Grammatically Modeling and Predicting RNA Secondary Structures

Yasuo UEMURA (uemura-y@gold.cs.uec.ac.jp)
Aki HASEGAWA (haseg-ak@gold.cs.uec.ac.jp)
Satoshi KOBAYASHI (satoshi@cs.uec.ac.jp)
Takashi YOKOMORI (yokomori@cs.uec.ac.jp)

Department of Computer Science and Information Mathematics, University of Electro-Communications
1-5-1, Chofugaoka, Chofu, Tokyo 182, Japan


Abstract

Tree Adjunct Grammar for RNA (TAG) is a new grammatical device to model RNA secondary structures including pseudoknots.

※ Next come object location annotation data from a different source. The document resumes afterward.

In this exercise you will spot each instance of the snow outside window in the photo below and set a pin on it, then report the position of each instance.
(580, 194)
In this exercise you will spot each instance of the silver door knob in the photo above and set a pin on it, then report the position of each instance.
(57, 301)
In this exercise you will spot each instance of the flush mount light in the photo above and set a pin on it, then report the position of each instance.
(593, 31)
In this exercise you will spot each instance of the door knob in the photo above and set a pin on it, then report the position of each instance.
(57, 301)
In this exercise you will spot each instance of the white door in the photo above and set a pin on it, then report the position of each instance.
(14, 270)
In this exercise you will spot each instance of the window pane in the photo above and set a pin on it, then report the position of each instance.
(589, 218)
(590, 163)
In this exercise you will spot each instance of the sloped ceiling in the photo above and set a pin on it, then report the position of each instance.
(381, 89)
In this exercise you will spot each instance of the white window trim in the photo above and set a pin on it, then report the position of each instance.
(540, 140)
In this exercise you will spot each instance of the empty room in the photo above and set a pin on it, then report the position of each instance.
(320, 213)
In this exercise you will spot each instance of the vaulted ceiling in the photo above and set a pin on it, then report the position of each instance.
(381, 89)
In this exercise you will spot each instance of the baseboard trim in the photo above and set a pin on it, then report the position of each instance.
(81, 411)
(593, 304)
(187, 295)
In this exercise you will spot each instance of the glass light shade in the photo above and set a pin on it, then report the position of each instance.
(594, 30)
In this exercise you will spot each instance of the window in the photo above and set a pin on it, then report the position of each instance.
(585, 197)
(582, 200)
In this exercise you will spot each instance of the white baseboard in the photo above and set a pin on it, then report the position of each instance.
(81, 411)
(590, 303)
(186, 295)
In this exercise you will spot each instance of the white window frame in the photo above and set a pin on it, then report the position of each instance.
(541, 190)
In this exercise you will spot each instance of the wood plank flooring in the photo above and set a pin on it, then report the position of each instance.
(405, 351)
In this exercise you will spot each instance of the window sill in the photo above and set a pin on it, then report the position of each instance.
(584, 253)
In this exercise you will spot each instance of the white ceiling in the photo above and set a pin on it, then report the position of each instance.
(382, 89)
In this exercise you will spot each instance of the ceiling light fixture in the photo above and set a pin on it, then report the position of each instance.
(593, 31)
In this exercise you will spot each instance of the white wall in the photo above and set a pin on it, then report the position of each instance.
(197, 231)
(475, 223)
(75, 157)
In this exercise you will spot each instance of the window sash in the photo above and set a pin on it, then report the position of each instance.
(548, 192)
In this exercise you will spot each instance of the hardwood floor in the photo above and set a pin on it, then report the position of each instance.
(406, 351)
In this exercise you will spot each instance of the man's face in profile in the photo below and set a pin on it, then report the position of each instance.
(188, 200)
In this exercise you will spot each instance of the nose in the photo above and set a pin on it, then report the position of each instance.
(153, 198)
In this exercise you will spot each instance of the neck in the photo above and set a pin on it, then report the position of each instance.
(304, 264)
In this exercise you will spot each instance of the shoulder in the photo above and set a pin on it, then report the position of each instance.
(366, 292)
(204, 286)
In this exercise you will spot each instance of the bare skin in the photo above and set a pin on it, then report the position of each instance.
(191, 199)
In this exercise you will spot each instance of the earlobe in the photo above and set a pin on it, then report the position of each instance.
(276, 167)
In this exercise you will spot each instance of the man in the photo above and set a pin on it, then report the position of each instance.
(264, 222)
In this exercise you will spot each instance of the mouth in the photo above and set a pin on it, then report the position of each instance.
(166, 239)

An efficient parsing algorithm for this grammar is developed, and applied to some computational problems concerning RNA secondary structures. With this parser, we first try to predict secondary structures of RNA sequences which are known to form pseudoknots structures, and show prediction results which nicely match the known structures. Further, a (-1) frameshift grammar is constructed based on a biological observation that a (-1) frameshift might be caused from some structural features of RNA sequences. The proposed grammar is used to find candidate sequences for (-1) frameshift in Human spumaretrovirus gag and pol genes.